If Sontag refuses to hand a readymade meaning over wholesale to the viewer, it is not because she rejects meaning-making; rather, she makes visible the process of struggling toward meaning, and its attendant political implications. As Yoram Kaniuk, an Israeli writer who is one of the film’s unnamed interviewees, puts it, turning to ancient Greeks: “It became like a tragedy: We were right, and they were right, and we fought and fought and fought. The end of it is either that one will destroy the other or that we live in some sort of a compromise.” He follows this analysis with a warning: “The Jews know drama; they don’t know tragedy.”

Mitch Abidor (contributing writer): In many ways, Benjamin Balint’s Bruno Schulz: An Artist, A Murder, and the Hijacking of History (2023) is a return to the issues raised in his previous book.

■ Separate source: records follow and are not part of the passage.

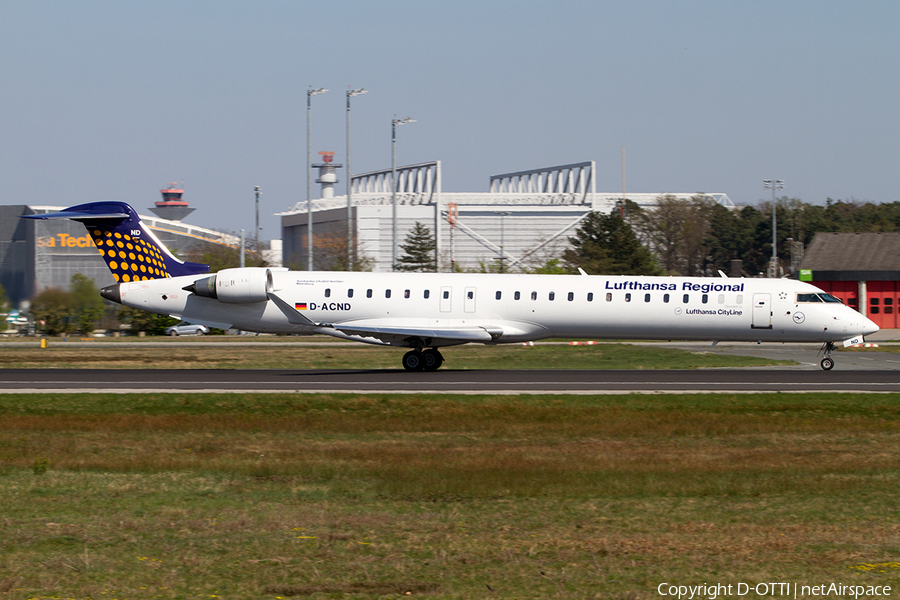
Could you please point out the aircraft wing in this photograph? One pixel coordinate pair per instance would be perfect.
(391, 333)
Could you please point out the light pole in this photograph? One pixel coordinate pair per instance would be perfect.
(503, 215)
(256, 189)
(774, 184)
(394, 123)
(309, 252)
(350, 236)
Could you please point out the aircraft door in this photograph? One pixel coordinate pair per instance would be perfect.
(469, 303)
(762, 311)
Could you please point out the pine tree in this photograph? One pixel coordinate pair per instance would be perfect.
(607, 245)
(418, 251)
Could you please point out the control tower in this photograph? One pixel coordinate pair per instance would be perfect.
(327, 174)
(172, 207)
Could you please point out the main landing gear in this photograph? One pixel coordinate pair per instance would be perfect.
(827, 363)
(423, 360)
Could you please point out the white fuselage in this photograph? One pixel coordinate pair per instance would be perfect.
(515, 308)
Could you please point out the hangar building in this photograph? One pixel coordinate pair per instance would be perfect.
(523, 220)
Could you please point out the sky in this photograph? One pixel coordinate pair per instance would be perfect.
(112, 100)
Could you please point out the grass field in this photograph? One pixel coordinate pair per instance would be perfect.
(175, 355)
(349, 496)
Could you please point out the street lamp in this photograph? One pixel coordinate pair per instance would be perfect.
(256, 189)
(309, 94)
(774, 184)
(394, 123)
(503, 215)
(350, 237)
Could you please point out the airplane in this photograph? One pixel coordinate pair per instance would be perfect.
(428, 311)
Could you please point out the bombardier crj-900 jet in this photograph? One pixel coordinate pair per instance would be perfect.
(426, 311)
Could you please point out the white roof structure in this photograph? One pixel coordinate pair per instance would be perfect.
(525, 216)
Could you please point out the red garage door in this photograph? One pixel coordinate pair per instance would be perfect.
(882, 299)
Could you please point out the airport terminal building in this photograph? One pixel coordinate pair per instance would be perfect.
(524, 219)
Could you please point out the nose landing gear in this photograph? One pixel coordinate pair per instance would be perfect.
(827, 363)
(423, 360)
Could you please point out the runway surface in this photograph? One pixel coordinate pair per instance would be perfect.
(447, 381)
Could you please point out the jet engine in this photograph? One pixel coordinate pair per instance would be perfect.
(235, 286)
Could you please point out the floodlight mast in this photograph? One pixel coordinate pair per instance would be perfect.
(309, 246)
(394, 123)
(774, 184)
(350, 236)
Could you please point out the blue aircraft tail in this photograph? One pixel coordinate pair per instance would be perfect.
(131, 251)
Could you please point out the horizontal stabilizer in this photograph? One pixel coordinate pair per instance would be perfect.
(78, 215)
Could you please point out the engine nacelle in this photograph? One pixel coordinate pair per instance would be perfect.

Kafka’s Last Trial (2018) was an account of the legal battle over a set of Kafka’s papers possessed by a former secretary of Max Brod, the friend of Kafka who was given (and refused to carry out) the task of destroying his writings. The question in that case was not only who was the rightful owner of these texts—the secretary’s family, the library at the Hebrew University of Jerusalem, or the German Literature Archive in Marbach, Germany—but who can lay claim to Kafka himself, a Jewish writer who wrote in German.

This is much the same question addressed in Balint’s new book, about a similar literary figure. Bruno Schulz—a Polish Jew born in 1892, who spent most of his life in the medium-size Polish city of Drohobycz, now in Ukraine—was a writer of short stories and an artist who earned his living teaching art at a local high school. He was part of the minority of Polish Jews who lived and wrote in Polish, rather than Yiddish, and neither his stories nor his art have anything to say about Jewishness directly. When his town was occupied by the Nazis, he became the favored Jew of a local Gestapo officer, who had Schulz paint the walls of his childrens’ rooms. After Schulz was murdered by another Nazi officer 1942, these wall paintings were lost until they were rediscovered by German filmmakers in 2001. This raised the question of where the paintings belong: Should they remain where they were? Should they be moved to a local museum? Or was the work’s proper place Yad Vashem, Israel’s Holocaust memorial? Israel peremptorily settled the matter, apparently bribing local officials and sending a team to simply remove the works, restore them, and put them on display.

While Israel’s claim to Kafka was bolstered by his flirtation with Zionism, Schulz never even winked at the ideology; Israel considered him its property simply because he was a Jew killed by the Nazis, and because the state understands itself as the rightful heir to the culture the Nazis nearly obliterated. But are the circumstances of Schulz’s death—and the practical consideration that more people would see Schulz’s work in Jerusalem than in a provincial Ukrainian town—enough to justify uprooting his work from its home and to enlist it in the cause of Zionism? In his judicious and careful account, Balint presents all the parties’ cases fairly, but won’t accept that Israel has a right to such overreach. It’s hard for any reader of these two books not to see that Israel’s expropriation of Kafka and Schulz stands in for the state’s expropriation of all of Jewish life.